Non posso qui trattenermi sulle misure che vari Paesi democratici adottano per evitare che un assetto più controllato dell’attività del Pm possa portare ad un uso distorto dei suoi poteri soprattutto per iniziativa del potere politico. È tema di grande importanza risolto in maniera differente da Paese a Paese e che non può certo essere trattato nell’economia di questo breve articolo.
Da ultimo, solo due riflessioni sui progetti di riforma costituzionale attualmente pendenti in Parlamento e volti a regolare le attività del Pm: uno predisposto dall’Unione delle camere penali e l’altro presentato dal senatore Vitali. La prima riflessione è che questi progetti di riforma prevedono la fissazione di priorità nell’esercizio dell’azione penale da parte del Parlamento senza indicare chi dovrebbe controllare il pieno rispetto di quelle priorità e come dovrebbero essere sanzionati i trasgressori. Ed è a dir poco difficile immaginare come questo possa avvenire in un regime di piena indipendenza esterna ed interna del Pm quale esso è attualmente e che non viene modificato in nessuno dei due progetti di riforma.

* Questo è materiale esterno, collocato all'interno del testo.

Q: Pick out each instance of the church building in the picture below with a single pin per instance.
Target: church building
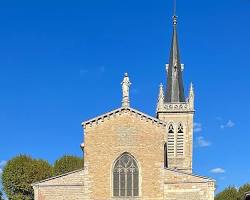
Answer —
(131, 155)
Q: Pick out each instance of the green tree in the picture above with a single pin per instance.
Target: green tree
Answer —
(242, 191)
(229, 193)
(67, 163)
(1, 195)
(20, 172)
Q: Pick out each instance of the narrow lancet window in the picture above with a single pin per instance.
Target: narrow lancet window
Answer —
(125, 177)
(180, 140)
(165, 156)
(171, 141)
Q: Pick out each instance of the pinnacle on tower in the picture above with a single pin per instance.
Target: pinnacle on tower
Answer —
(175, 88)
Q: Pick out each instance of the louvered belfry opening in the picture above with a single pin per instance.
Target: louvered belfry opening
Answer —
(125, 177)
(180, 141)
(171, 141)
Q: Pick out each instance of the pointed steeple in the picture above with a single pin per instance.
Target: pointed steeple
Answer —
(160, 103)
(175, 89)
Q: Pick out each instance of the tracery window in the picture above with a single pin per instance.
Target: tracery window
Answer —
(171, 140)
(125, 177)
(165, 156)
(180, 140)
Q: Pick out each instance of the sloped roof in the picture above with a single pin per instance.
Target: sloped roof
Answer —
(206, 179)
(119, 110)
(55, 177)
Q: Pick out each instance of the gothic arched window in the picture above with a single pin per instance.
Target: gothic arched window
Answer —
(125, 177)
(180, 140)
(171, 140)
(165, 156)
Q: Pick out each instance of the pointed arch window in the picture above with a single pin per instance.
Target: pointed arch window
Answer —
(171, 141)
(165, 156)
(180, 140)
(125, 177)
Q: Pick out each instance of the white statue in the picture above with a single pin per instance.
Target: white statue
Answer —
(125, 90)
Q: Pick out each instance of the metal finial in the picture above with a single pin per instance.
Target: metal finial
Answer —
(174, 16)
(174, 7)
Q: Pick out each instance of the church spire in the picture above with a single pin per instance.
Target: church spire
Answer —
(175, 88)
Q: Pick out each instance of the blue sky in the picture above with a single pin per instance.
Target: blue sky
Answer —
(61, 62)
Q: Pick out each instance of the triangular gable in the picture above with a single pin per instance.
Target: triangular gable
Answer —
(120, 110)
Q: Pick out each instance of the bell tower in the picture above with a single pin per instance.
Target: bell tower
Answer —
(177, 111)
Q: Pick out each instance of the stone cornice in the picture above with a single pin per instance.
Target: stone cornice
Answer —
(122, 110)
(176, 108)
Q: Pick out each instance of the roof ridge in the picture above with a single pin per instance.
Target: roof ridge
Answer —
(121, 109)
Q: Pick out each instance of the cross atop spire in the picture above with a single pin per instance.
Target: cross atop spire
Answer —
(175, 88)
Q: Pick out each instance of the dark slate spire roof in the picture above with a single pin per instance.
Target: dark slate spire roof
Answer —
(175, 89)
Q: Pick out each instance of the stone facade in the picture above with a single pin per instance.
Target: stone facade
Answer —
(157, 152)
(106, 138)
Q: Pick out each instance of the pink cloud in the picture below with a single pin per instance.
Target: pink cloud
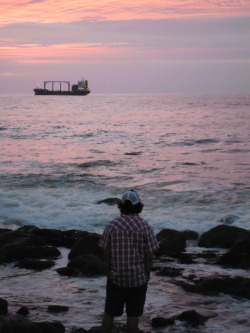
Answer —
(66, 11)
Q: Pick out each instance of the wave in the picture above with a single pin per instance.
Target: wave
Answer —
(96, 163)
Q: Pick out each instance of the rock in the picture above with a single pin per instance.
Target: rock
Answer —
(234, 286)
(20, 250)
(18, 324)
(57, 308)
(239, 254)
(35, 264)
(191, 235)
(162, 322)
(222, 236)
(89, 265)
(171, 241)
(78, 330)
(23, 311)
(110, 201)
(192, 317)
(67, 271)
(170, 271)
(47, 327)
(3, 306)
(86, 245)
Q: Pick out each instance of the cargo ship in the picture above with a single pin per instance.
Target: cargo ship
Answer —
(80, 89)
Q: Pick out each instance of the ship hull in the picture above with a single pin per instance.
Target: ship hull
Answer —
(61, 92)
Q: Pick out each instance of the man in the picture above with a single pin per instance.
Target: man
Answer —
(129, 243)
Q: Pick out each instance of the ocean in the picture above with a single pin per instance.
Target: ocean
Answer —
(187, 156)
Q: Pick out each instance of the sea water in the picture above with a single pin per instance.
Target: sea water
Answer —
(186, 155)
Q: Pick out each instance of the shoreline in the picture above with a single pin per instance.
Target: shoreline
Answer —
(32, 248)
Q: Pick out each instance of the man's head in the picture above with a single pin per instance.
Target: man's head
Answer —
(130, 203)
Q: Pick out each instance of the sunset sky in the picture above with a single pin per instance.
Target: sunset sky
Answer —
(139, 46)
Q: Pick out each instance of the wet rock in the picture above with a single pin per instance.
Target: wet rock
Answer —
(35, 264)
(234, 286)
(222, 236)
(3, 306)
(20, 250)
(110, 201)
(239, 254)
(162, 322)
(86, 245)
(57, 308)
(191, 235)
(78, 330)
(47, 327)
(23, 311)
(192, 317)
(89, 265)
(67, 271)
(171, 241)
(18, 324)
(169, 271)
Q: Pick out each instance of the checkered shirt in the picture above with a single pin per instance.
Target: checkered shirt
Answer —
(128, 238)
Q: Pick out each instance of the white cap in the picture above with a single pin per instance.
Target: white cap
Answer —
(131, 196)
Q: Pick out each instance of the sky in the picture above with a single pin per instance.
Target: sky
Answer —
(125, 46)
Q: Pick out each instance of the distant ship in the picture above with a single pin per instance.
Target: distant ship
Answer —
(80, 89)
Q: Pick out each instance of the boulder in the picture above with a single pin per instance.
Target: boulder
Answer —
(35, 264)
(86, 245)
(17, 324)
(192, 317)
(110, 201)
(222, 236)
(162, 322)
(89, 265)
(47, 327)
(57, 308)
(3, 306)
(171, 241)
(67, 271)
(234, 286)
(23, 311)
(20, 250)
(239, 254)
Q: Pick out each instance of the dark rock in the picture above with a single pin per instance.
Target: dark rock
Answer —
(23, 311)
(192, 317)
(170, 271)
(191, 235)
(20, 250)
(47, 327)
(86, 245)
(162, 322)
(3, 306)
(234, 286)
(89, 265)
(4, 230)
(238, 256)
(110, 201)
(79, 330)
(67, 271)
(57, 308)
(171, 241)
(222, 236)
(35, 264)
(18, 324)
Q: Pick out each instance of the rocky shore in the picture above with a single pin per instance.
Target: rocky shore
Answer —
(36, 249)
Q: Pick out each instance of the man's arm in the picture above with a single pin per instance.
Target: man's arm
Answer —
(106, 258)
(149, 263)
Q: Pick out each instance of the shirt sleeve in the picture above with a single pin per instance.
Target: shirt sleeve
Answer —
(151, 241)
(104, 239)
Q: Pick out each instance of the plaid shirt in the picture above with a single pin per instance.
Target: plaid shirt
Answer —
(128, 238)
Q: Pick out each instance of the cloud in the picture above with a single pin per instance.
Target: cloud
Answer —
(67, 11)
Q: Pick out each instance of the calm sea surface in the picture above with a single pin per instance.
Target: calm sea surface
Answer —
(187, 155)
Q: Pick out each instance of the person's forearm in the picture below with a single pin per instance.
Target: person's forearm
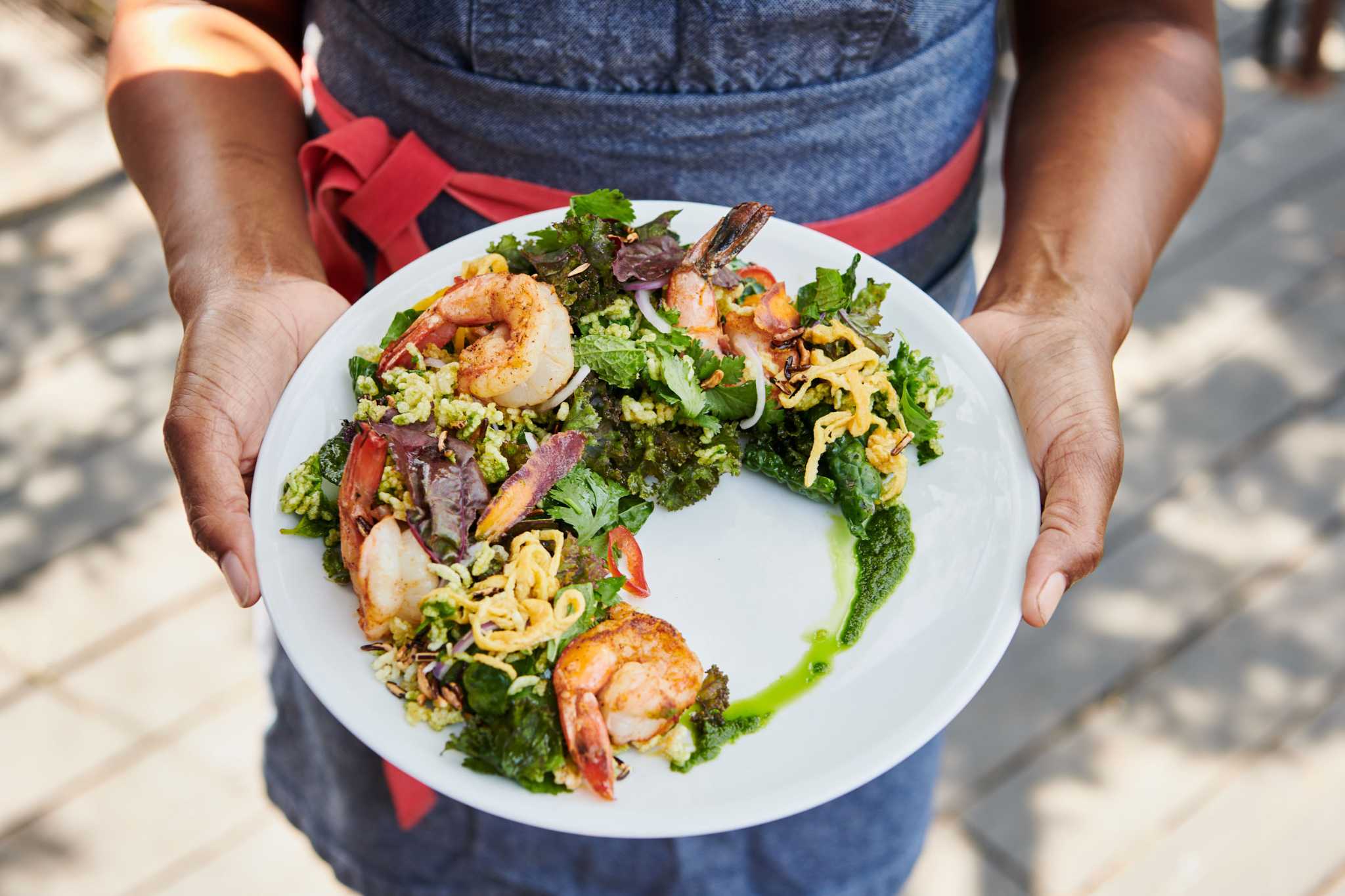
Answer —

La seconda riflessione. Nelle relazioni delle due proposte di legge si riconosce che esiste un’incontrollata discrezionalità del nostro Pm nella fase delle indagini, ed era difficile non farlo visto che entrambe le relazioni hanno ampiamente copiato, pur senza dirlo, i miei scritti. Tuttavia nell’articolato non prevedono nessuna norma volta a rimuovere o attenuare i pericoli che al cittadino derivano dalla esistenza nel nostro Paese di un Pm che nella fase delle indagini è di fatto un poliziotto che può agire in piena indipendenza senza portarne responsabilità alcuna. Le ricorrenti tensioni che questo ha prodotto nel governo del nostro Paese e i danni che ha causato a moltissimi cittadini innocenti sono certamente ancor più gravi di quelli che possono derivare dalla assenza di priorità nell’azione penare che le norme di quei due progetti di legge costituzionale cercano di regolare.